Please see the [DigiForests dataset](https://github.com/PRBonn/digiforests) for some forestry data you can run the approach on.

To run an instance segmentation experiment, `cd` into the `docker/` folder, modify the `compose.yaml` file to have the appropriate data mount, and then run:

```bash
docker compose run fip_instance
```

The results will get printed to the console.
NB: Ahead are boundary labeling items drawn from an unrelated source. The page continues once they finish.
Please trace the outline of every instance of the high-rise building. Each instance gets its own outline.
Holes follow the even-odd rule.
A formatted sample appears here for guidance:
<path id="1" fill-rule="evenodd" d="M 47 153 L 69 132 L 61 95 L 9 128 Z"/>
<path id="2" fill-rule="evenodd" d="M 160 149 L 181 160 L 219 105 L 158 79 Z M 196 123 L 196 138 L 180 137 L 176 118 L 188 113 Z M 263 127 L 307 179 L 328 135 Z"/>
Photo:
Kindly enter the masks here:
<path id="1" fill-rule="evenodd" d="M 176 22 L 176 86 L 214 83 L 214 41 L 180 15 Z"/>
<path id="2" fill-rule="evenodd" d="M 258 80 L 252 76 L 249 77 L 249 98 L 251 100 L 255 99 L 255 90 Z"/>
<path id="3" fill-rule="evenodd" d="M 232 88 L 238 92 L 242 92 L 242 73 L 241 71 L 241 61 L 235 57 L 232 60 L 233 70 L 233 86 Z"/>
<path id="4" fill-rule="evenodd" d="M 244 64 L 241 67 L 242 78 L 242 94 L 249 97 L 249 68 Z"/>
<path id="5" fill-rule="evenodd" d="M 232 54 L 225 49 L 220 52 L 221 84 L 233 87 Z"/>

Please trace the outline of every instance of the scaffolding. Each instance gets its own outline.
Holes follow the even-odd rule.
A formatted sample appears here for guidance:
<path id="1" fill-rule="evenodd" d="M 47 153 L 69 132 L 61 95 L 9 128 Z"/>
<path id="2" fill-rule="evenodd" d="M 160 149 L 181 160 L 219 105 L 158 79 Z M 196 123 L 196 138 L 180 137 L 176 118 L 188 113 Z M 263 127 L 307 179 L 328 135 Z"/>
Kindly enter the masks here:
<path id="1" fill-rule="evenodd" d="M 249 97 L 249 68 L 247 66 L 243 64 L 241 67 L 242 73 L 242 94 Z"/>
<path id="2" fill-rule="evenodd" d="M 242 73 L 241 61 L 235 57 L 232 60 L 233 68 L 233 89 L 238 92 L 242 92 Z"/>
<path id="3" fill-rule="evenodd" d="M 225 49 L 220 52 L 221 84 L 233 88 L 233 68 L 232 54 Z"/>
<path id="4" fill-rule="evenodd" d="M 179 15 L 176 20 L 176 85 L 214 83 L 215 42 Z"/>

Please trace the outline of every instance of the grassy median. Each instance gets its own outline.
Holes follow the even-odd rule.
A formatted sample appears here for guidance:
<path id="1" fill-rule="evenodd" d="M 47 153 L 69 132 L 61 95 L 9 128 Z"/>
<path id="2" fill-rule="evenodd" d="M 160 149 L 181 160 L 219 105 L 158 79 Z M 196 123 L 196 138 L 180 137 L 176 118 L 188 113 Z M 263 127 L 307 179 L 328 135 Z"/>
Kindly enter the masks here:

To run a DBH estimation experiment, `cd` into the `docker/` folder and then run:

```bash
docker compose run fip_dbh
```

## Publication

If you use our code in your academic work, please cite the corresponding [paper](https://www.ipb.uni-bonn.de/pdfs/malladi2024icra.pdf):

```
@inproceedings{malladi2024icra,
author = {M.V.R. Malladi and T. Guadagnino and L. Lobefaro and M. Mattamala and H. Griess and J. Schweier and N. Chebrolu and M. Fallon and J. Behley and C. Stachniss},
title = {{Tree Instance Segmentation and Traits Estimation for Forestry Environments Exploiting LiDAR Data Collected by Mobile Robots}},
booktitle = icra,
year = 2024,
codeurl = {https://github.com/PRBonn/forest_inventory_pipeline}
}
```

## License

This project is free software made available under the MIT license. For details, see the [LICENSE](LICENSE) file.